Morally Considerable Beings
The beings we are now going to discuss are sometimes called "moral patients." ("Moral patient" suggests, among other things, that the being is being acted-upon by a moral agent). Morally considerable beings are also sometimes called "moral objects." ("Object" here has the same meaning as "patient" did in the previous remark.)
The question "to whom/what does morality apply?" has a second meaning that we shall now consider. In making our moral choices, to whom or what do we owe attention "in their own right"? What individuals or entities should we be considering when we think about applying moral rules or when we weigh the anticipated good and bad consequences of actions?
At the very least, it seems, all persons or moral agents, including all human beings capable of choice and voluntary action, fall into the group of morally considerable beings. (If there are nonhuman persons, there is no reason for denying that they are morally considerable beings: other things equal, it would have been wrong to prevent E.T., say, from returning home: as a moral agent, capable of choice, he had a right to liberty.) In other words, persons, beings whose actions we can morally evaluate, should also be regarded as morally considerable beings. We should be concerned about them in their own right when we ask about applying rules of conduct or are considering the good or bad consequences of our actions.
The most common way of talking about being morally considerable is to talk about having human or moral rights.
The human or moral rights on whose existence most people agree exist clearly pertain to human persons or moral agents, even if people disagree about how far beyond this basic group these rights extend (for instance, to animals? to human fetuses? to corporations?).

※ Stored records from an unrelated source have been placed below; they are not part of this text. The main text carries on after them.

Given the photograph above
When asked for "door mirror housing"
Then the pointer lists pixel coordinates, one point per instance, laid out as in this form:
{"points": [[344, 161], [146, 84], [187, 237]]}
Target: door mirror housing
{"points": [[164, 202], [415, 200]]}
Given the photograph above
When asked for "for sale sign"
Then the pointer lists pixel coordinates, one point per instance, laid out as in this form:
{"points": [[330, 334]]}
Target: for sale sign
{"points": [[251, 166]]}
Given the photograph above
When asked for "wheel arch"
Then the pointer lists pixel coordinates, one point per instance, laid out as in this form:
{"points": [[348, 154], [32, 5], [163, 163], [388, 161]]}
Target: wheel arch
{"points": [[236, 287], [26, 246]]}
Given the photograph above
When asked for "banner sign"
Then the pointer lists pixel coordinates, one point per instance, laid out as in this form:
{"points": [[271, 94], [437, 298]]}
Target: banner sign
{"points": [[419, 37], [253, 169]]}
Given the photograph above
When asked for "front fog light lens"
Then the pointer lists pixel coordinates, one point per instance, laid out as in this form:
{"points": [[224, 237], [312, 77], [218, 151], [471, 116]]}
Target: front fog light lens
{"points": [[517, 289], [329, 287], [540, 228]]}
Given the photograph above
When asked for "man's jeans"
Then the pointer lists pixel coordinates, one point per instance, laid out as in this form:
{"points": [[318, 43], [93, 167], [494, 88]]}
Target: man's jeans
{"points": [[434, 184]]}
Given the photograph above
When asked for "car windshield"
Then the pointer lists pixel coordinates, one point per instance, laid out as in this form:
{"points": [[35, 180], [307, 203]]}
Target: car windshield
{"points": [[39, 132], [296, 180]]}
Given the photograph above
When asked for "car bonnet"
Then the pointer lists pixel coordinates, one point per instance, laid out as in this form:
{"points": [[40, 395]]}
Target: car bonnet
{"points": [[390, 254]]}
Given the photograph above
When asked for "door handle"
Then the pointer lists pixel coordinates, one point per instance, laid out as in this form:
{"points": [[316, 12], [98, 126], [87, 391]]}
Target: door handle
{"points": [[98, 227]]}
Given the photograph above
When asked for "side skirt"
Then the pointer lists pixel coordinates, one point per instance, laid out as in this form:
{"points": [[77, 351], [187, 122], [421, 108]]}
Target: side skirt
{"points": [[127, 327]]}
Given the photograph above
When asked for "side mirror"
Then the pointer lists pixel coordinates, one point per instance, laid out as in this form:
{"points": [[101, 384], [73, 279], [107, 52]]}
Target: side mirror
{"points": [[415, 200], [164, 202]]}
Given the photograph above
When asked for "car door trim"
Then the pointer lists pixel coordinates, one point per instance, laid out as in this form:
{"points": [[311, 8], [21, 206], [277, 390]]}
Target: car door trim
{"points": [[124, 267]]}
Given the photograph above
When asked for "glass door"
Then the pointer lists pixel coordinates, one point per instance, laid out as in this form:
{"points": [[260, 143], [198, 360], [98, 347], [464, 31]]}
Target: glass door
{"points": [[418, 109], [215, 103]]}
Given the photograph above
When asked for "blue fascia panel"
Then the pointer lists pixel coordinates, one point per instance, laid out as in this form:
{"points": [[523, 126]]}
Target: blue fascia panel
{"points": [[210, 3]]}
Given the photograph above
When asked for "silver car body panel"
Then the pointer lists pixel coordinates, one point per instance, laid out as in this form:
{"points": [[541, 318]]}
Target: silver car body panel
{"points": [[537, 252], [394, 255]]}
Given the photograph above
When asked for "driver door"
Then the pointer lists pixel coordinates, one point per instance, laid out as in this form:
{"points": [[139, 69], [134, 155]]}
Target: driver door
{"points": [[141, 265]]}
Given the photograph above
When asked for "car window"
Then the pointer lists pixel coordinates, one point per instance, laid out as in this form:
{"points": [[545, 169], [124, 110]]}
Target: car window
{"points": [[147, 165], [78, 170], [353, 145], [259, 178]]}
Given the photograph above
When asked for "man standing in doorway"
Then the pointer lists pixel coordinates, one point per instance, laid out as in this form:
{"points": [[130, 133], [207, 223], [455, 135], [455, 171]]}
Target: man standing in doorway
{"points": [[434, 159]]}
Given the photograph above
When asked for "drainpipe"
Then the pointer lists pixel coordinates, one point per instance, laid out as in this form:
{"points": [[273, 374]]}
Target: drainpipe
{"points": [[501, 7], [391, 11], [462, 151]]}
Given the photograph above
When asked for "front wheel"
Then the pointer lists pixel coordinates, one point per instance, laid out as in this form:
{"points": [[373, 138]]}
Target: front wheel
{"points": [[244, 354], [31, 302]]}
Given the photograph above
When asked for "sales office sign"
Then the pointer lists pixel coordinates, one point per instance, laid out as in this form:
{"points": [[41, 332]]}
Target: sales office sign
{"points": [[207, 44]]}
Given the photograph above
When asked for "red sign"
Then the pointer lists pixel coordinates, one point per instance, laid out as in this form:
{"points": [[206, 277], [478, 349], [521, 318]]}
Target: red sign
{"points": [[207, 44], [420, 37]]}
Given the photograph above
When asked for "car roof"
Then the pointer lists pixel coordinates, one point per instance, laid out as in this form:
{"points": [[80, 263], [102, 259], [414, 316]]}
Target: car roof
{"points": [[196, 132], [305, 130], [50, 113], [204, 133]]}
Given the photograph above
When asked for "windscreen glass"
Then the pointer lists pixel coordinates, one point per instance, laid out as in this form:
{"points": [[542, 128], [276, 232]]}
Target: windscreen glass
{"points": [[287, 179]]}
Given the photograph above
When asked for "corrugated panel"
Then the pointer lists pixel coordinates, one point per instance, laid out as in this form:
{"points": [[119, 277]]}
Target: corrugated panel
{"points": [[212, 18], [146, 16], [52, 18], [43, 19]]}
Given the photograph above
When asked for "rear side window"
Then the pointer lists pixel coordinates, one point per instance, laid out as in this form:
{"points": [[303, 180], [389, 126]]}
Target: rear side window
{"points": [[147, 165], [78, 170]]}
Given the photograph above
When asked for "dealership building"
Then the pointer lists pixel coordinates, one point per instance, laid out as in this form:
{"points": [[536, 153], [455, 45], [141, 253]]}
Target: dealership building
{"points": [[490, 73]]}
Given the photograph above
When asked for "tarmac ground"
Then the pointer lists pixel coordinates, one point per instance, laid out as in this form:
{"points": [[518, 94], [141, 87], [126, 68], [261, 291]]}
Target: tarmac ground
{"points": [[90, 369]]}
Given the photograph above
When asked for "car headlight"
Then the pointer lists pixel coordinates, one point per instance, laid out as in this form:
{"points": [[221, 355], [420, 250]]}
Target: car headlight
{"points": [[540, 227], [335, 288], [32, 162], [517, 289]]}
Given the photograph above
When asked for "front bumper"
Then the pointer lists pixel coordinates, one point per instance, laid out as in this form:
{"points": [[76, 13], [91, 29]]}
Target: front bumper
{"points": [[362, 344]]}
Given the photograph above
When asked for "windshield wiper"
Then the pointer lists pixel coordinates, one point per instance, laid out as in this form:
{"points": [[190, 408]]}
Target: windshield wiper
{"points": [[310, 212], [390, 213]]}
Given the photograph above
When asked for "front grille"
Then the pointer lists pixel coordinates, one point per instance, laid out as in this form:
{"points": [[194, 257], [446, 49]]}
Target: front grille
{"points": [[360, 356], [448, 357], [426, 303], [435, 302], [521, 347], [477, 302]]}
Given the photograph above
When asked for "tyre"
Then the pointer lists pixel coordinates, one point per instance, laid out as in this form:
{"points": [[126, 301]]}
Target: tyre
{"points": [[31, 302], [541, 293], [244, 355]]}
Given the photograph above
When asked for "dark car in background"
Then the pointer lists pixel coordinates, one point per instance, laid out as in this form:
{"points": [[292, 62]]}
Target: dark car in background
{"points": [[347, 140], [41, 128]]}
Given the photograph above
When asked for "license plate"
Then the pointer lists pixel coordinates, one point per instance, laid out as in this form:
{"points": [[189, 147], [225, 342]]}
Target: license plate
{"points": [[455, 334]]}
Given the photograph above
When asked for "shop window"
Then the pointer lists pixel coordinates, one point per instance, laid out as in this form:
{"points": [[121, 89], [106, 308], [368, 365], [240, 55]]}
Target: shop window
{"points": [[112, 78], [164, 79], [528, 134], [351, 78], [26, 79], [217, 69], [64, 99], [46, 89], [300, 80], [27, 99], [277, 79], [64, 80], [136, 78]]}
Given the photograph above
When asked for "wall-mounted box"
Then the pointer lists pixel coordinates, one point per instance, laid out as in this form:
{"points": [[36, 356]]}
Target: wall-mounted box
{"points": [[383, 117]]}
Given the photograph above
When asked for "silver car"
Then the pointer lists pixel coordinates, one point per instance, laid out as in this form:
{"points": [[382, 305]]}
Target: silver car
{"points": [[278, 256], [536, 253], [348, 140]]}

But we do not have to restrict the group of morally considerable beings to moral agents or persons. Young children and adults who are not capable of reasoning on an adult level are also usually considered as morally considerable beings, even if they cannot function fully as moral choosers. However, it is somewhat more controversial to claim that they have the full set of moral rights that the first group has.
Nonhuman animals may or may not have rights--that is disputed--but most of us agree that they ought not to be treated cruelly or made to suffer merely for the fun of it. The animal rights movement wants to extend the language of rights to cover nonhuman animals. It says we have duties to nonhuman animals similar to the duties we have toward human animals. At the very least, then, we are inclined to admit that nonhuman animals are morally considerable in some way. The animal rights movement wants to express (and strengthen) this commitment by saying that nonhuman animals have rights.

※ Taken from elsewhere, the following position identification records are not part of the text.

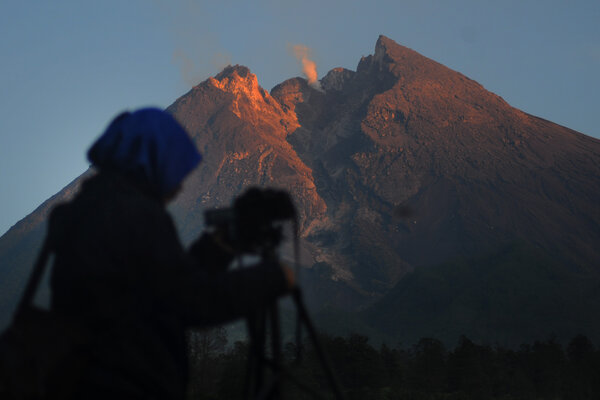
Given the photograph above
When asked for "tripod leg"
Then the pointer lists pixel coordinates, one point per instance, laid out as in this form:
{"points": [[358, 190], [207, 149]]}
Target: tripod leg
{"points": [[256, 326], [275, 349]]}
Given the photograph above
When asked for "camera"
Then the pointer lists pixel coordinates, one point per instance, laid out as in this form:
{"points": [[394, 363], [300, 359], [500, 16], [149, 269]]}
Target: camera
{"points": [[254, 223]]}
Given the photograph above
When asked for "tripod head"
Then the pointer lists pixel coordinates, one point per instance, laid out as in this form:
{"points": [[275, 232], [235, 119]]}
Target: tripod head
{"points": [[254, 223]]}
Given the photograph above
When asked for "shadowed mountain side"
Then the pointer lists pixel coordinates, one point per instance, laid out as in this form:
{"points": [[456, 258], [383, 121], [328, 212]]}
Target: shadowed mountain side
{"points": [[513, 294], [241, 132], [400, 164], [19, 247], [406, 131]]}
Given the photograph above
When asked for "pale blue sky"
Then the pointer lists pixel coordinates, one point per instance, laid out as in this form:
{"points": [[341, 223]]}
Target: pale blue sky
{"points": [[68, 66]]}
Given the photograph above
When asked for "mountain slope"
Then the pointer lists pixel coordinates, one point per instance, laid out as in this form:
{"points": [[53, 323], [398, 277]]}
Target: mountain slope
{"points": [[400, 164]]}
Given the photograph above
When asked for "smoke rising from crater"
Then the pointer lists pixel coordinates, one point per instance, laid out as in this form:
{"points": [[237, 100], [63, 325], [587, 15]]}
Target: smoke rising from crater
{"points": [[309, 67]]}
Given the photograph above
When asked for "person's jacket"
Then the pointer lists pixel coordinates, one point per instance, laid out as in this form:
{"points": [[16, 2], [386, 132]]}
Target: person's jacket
{"points": [[120, 268]]}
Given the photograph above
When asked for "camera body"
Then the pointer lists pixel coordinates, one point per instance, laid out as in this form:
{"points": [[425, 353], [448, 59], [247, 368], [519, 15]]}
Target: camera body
{"points": [[253, 223]]}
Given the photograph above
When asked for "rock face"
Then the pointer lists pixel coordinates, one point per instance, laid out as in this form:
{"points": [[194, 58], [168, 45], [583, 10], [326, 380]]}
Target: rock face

Some people say that the only reason it might be wrong to harm a plant is that doing so might indirectly harm humans or nonhuman animals. Yet to some of us it is plausible that wanton destruction of, say, a large Redwood tree is wrong partly because the tree has some value "in its own right," not merely value for us. A sign of its inherent value, it might be argued, is that it has an interest in its own preservation. (Perhaps it is possible for non-conscious things to have interests; it is in a plant's interest, for example, to receive sunlight.) If that is correct, then, whether or not we wish to talk of tree rights, we might want to say more cautiously that trees are morally considerable beings.
Some ethical thinkers who are concerned with preservation of the natural environment go farther than these other positions and say that ecological systems have value "in their own rights." Thus for these thinkers, ecological systems are morally considerable beings (or moral patients, or moral objects) along with humans, animals, and plants. Aldo Leopold, developer of the "land ethic," is an example of somebody who holds this position.